Deisenroth is alleged to have failed give the medication Lovenox, an anti-coagulant, to a 70 year-old resident at the St. Ann’s Community Home, located at 1500 Portland Avenue, Rochester, on eight separate dates from July 22, 2015 to August 6, 2015.  However, she initialed the patient’s Medication Administration Record that she did in fact administer this medication, falsely indicating to other nursing and medical staff at St. Ann’s that the patient received this medication.  After nursing staff at the facility discovered the patient did not receive this medication, medical tests revealed that the patient had deep vein thrombosis (blood clots) in her lower extremities. 
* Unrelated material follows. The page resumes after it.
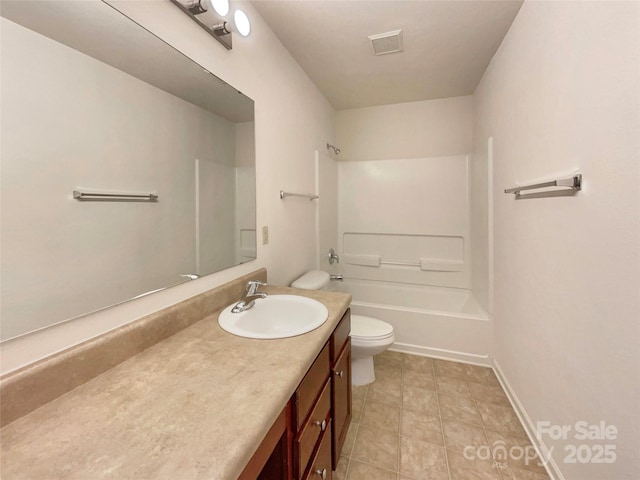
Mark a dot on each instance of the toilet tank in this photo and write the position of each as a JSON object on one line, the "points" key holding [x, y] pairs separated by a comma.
{"points": [[313, 280]]}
Deisenroth, age 25, resides in the Town of Greece. She began working at the facility in April 2014. She pleaded guilty to Falsifying Business Records in the 2nd degree, an A misdemeanor

Deisenroth was sentenced to a conditional discharge that requires her to meet certain conditions, including nursing re-education.

The case was investigated by Special Investigator David Guidici, with assistance from Medicaid Fraud Control Unit (MFCU) Upstate Deputy Chief Investigator William Falk.  The case is being prosecuted by Special Assistant Attorney General Timothy McFarland of the MFCU’s Rochester Regional Office.  Catherine Wagner is Chief of Criminal Investigations-Upstate. The Medicaid Fraud Control Unit is led by Acting Director Amy Held.  The Division of Criminal Justice is led by Executive Deputy Attorney General Kelly Donovan.